Только тут — неправдоподобно для женщины, вот как застит глаза материнская ревность! — я замечаю ее беременность: свободного покроя зеленое платье, туфли на низком каблуке. Смирись, женщина, смирись, оставь свои надежды.
Странное дело, в пору смеяться — когда-то ведь откровенно не любила невестку, жалела Сашу, а теперь готова все простить, лишь бы сошлись, вернулись друг к другу. Ради Игорька.
Но нет, теперь невозможно — вижу собственными глазами.
Вижу размеренные, округлые движения, беременность вернула ей естественность, напряженная гибкость исчезла, взгляд сосредоточен на простом деле, но одухотворен предчувствием материнства. Что ж, надо жить дальше.
— Представляете, Софья Сергеевна, Игорек ничего не ест, — заводит Ирина новую мелодию, — полный холодильник продуктов, а у него нет аппетита, — что-то невероятное, в его возрасте ребята лопают как слоны, растут, но он не ест, худющий, словно спичка, вы его, конечно, видели?
Даже речь меняется у человека, отметила я. Припомнила первое столкновение тогда, на лестнице, — Ирина взяла меня за локоть, решительно повернула к себе и объяснила свою высокую нравственность. Ее фразы были четкими, рваными — короткие вопросы и такие же краткие, будто удары, ответы. Теперь речь лилась — журчливый ручеек! — многословие становилось удобной формой, прикрывающей правду. Как ее расклешенное платье.
Наконец она прошла в комнату, уютно, словно кошка, устроилась в углу дивана.

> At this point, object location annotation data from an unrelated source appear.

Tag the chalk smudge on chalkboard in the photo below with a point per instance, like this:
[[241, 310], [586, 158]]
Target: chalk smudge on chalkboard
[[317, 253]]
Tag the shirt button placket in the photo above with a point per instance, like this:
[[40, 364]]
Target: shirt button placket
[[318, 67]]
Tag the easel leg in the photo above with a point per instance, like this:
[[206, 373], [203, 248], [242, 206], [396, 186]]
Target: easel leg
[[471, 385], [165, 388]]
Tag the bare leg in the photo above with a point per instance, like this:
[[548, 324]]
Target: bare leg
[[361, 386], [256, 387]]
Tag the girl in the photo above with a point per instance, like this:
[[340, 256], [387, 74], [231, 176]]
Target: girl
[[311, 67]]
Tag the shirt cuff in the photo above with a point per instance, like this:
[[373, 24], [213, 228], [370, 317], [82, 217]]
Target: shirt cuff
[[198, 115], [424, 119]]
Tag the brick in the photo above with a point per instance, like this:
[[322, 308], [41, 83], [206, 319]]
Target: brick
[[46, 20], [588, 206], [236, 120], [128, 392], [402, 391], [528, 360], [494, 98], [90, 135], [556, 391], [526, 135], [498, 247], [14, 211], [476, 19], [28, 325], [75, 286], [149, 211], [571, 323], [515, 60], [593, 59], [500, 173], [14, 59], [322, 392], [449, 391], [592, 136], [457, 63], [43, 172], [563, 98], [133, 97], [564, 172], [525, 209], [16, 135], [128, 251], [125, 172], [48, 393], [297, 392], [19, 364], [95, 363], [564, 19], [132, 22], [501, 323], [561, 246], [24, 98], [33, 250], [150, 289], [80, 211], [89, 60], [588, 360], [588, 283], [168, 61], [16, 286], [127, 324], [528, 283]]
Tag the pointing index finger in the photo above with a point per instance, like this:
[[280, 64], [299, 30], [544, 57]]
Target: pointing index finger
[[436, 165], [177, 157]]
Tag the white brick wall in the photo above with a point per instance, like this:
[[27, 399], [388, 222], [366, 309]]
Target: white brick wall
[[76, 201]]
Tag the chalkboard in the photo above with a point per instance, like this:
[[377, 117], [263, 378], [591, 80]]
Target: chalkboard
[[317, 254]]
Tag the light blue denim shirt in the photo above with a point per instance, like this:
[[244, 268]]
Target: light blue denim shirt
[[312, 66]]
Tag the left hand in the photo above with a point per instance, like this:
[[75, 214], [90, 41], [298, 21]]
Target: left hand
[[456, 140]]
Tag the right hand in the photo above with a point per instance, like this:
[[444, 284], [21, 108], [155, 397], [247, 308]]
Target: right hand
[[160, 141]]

— Ну, Софья Сергеевна, — сказала она, — мы одни, многое позади, и нам, наверное, следует объясниться?
Вот оно что, объясниться? А стоит ли? Объясняться со мной — пустое дело, я ничего не решаю, да и вообще. Снова всколыхнуть тяжкий разговор с сыном, повторить его, перевернув простыню наизнанку? Простыня ваша, вы ее и вертите, меня не следует посвящать в подробности.
— Я слишком стара для объяснений.
— Слишком стара? — переспросила Ирина. Она как-то осеклась, не ждала такого поворота, опустила глаза. Мы молчали, и молчание становилось тягостным, тишина звенела в ушах.

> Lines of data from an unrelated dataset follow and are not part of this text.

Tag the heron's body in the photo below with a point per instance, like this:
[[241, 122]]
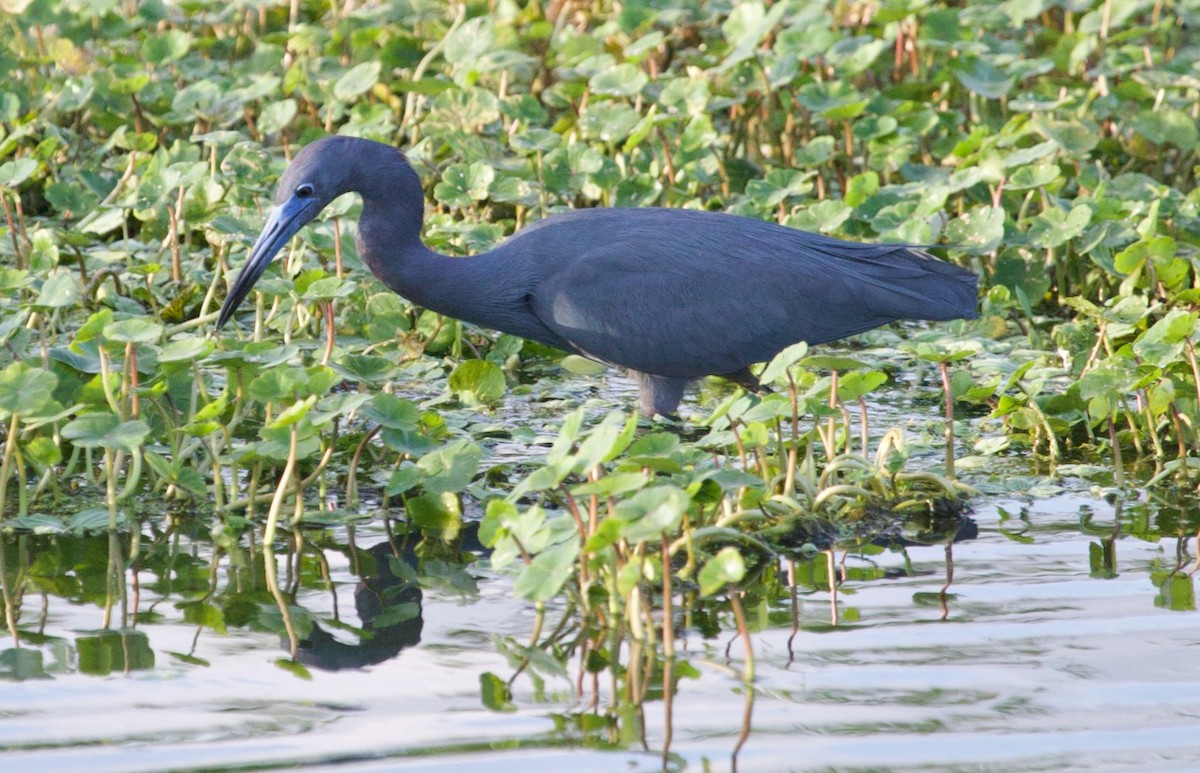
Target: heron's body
[[670, 294]]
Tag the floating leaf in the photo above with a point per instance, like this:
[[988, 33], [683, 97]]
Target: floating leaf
[[721, 570], [357, 81]]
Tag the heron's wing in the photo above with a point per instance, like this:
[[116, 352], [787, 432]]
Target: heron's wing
[[685, 294]]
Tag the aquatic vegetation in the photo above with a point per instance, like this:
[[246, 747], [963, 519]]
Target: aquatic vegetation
[[1050, 149]]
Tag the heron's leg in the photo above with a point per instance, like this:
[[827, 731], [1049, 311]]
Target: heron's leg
[[659, 394]]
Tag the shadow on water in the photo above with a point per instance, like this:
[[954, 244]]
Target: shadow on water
[[393, 628]]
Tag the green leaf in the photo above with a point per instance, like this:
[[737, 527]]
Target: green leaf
[[1168, 126], [982, 77], [1032, 177], [621, 81], [1054, 227], [106, 430], [166, 47], [24, 390], [478, 382], [429, 511], [606, 441], [451, 467], [495, 693], [977, 231], [393, 412], [277, 383], [780, 364], [59, 291], [545, 576], [141, 330], [357, 81], [724, 569], [462, 185], [13, 173], [652, 511]]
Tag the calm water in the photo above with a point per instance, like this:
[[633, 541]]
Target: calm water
[[1066, 641], [1042, 661]]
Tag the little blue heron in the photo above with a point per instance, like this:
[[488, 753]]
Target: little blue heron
[[670, 294]]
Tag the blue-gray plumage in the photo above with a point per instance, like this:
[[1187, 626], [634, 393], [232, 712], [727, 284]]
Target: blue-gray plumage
[[670, 294]]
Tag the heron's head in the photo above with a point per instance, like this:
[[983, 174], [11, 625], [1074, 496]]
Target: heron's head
[[319, 173]]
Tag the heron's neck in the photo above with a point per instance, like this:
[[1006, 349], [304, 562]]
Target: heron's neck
[[479, 289]]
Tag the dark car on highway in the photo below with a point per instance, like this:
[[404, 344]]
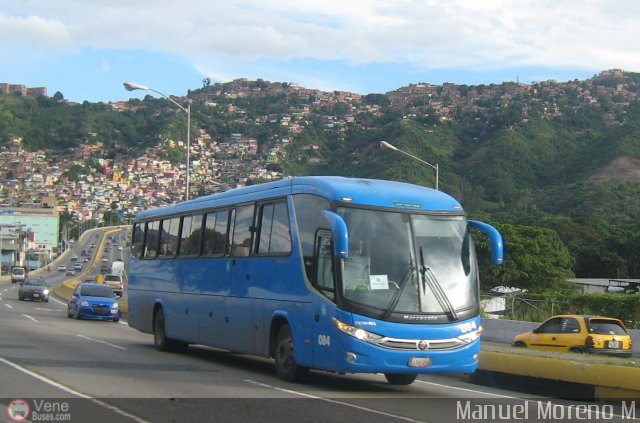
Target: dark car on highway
[[93, 301], [34, 288]]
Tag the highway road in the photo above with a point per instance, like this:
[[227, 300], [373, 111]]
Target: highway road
[[93, 371]]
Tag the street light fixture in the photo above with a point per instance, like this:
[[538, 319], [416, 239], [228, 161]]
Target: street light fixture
[[132, 86], [385, 145]]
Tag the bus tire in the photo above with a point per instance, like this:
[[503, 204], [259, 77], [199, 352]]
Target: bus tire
[[400, 378], [160, 339], [284, 354]]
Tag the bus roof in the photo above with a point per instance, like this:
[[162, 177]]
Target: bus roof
[[369, 192]]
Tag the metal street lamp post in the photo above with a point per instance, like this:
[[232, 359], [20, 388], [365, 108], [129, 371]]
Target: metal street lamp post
[[387, 146], [132, 86]]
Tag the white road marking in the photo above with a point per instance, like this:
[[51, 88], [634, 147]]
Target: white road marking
[[346, 404], [101, 342], [31, 318]]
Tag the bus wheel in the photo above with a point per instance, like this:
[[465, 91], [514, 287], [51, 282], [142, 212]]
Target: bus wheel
[[400, 378], [286, 366], [160, 339]]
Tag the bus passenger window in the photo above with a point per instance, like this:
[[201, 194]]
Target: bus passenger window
[[242, 231], [190, 236], [215, 233], [151, 240], [169, 237], [138, 240], [275, 237]]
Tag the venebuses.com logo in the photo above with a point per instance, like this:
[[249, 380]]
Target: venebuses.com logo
[[18, 410]]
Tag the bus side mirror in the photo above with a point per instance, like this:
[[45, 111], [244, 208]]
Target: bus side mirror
[[495, 240], [340, 234]]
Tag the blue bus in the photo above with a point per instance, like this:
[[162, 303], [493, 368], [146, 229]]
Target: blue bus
[[338, 274]]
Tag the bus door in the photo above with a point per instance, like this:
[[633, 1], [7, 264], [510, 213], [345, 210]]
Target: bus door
[[324, 353], [212, 282], [242, 314]]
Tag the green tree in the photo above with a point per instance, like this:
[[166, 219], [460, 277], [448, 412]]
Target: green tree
[[535, 259]]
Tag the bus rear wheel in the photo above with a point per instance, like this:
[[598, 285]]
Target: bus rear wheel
[[400, 378], [160, 339], [286, 366]]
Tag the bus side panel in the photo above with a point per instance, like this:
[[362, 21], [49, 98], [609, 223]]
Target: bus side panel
[[206, 282], [244, 326], [149, 280]]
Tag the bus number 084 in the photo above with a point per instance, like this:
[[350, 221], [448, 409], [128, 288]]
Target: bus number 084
[[324, 340]]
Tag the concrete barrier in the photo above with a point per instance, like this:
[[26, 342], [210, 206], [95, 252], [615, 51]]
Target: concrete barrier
[[610, 381]]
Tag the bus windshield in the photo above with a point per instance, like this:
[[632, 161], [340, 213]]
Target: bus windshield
[[408, 263]]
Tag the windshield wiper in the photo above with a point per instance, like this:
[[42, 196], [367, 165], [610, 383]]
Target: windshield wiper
[[429, 278], [396, 295]]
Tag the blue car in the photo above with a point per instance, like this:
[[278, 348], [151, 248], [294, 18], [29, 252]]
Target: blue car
[[93, 301]]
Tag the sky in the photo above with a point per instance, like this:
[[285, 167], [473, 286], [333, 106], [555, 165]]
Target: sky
[[86, 49]]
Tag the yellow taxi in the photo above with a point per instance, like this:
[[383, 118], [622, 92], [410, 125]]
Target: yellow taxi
[[579, 333]]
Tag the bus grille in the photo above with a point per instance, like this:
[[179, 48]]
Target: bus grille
[[101, 309], [412, 344]]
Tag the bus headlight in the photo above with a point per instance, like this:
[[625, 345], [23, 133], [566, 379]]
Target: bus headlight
[[357, 333], [468, 338]]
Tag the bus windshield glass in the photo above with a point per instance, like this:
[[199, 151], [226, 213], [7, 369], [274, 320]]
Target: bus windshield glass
[[408, 263]]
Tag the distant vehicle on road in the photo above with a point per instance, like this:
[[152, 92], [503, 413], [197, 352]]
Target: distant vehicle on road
[[18, 274], [579, 333], [114, 282], [93, 301], [117, 267], [34, 288]]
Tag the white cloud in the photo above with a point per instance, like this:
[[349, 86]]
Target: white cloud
[[425, 34], [34, 32]]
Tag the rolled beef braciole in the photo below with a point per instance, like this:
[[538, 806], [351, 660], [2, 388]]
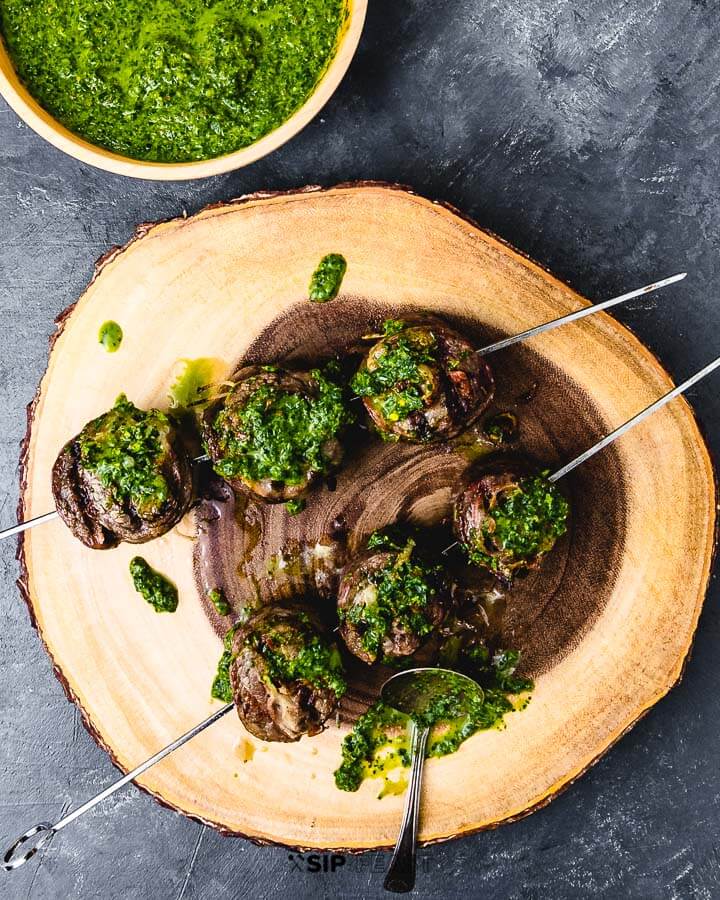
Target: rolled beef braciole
[[423, 383], [286, 674], [509, 518], [275, 432], [125, 477], [390, 601]]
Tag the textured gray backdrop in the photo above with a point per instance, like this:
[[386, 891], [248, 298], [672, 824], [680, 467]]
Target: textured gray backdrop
[[585, 134]]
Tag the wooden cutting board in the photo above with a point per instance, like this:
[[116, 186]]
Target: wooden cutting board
[[616, 617]]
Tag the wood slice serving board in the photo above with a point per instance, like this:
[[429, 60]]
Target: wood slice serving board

— Почему ты оставила Игоря? — спросила наконец я. Единственное, что меня волновало в их общих делах. — Бывает всякое, но сын?
— Вы же знаете! Он сам отказался. В этом здравый смысл. — Ирина волновалась, я попала в точку, не сын, не сын, — уверена в этом, — а моральная сторона волновала ее. Пожалуй, не мне первой доказана целесообразность здравого смысла, лишь один он оправдывал поступок Ирины. И Саши тоже, впрочем.

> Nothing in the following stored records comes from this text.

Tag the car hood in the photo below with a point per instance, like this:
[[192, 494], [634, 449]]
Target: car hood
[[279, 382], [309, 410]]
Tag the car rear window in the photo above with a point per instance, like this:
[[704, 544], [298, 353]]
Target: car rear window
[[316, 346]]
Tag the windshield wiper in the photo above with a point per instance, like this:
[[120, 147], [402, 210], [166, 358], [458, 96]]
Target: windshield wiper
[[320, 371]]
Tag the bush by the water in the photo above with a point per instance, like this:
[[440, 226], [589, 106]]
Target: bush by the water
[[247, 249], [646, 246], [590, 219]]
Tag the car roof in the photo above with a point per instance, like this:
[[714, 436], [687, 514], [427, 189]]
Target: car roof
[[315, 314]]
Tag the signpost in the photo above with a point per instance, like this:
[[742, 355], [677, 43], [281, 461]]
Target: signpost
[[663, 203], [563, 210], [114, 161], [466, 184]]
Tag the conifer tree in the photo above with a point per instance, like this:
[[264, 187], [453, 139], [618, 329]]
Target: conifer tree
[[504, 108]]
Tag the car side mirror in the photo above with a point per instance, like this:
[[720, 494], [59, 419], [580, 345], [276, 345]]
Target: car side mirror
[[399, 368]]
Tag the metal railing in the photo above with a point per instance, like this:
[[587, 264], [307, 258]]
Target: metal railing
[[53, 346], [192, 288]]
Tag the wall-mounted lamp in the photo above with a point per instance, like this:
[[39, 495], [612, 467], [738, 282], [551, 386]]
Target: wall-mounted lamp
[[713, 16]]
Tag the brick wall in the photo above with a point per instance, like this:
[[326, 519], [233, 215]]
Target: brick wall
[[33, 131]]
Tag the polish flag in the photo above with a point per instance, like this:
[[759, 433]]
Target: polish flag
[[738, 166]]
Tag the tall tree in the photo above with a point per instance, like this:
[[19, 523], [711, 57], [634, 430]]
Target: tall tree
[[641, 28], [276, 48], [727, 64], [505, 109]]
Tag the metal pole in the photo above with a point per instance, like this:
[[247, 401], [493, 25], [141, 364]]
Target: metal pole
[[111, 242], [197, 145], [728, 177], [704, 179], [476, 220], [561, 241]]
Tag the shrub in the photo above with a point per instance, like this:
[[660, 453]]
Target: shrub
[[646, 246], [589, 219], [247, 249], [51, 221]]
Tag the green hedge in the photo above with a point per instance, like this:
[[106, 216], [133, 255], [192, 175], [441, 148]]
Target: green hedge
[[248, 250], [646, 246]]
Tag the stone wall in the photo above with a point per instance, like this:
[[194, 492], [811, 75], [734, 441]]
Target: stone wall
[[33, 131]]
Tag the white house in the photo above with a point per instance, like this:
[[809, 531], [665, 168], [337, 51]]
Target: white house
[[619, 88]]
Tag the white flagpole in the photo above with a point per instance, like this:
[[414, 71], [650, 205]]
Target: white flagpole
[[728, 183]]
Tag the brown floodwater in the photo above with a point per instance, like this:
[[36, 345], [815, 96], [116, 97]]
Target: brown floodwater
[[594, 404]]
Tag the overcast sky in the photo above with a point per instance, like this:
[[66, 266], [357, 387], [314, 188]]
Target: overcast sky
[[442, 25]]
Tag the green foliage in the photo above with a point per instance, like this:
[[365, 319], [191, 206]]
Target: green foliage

— Здравый смысл состоит в том, — с трудом сдерживая себя, проговорила я, — чтобы у ребенка была мать. Хотя бы мать.
Я пронзительно разглядывала Ирину, пыталась пробраться в ее взгляд, но там отражался лишь свет включенного ею торшера.
— Вы напрасно так воинственны, дорогая Софья Сергеевна, — сказала она вкрадчиво. — У нас с Игорем ничего не изменилось. Я прихожу каждый день. Приношу продукты. Дважды в неделю появляется наша домработница — мне трудно сейчас убирать. Мы следим за его гардеробом, я бываю в школе. Следует ли говорить, что мы оплачиваем квартиру и, кроме того, даем в месяц сто рублей. Пятьдесят добавляет Саша. Наконец, я прописана по-прежнему здесь, чтобы сохранить квартиру за Игорем, до его совершеннолетия.
Она ненадолго задумалась. Наверное, собственная речь казалась ей достойной — мягкой, уверенно-убедительной. Здравой. Чего-то не хватало из сферы морали, и она нашла.
— Ему намного лучше, чем было. Не слышит ссор. Не видит нелюбви. А это не так мало.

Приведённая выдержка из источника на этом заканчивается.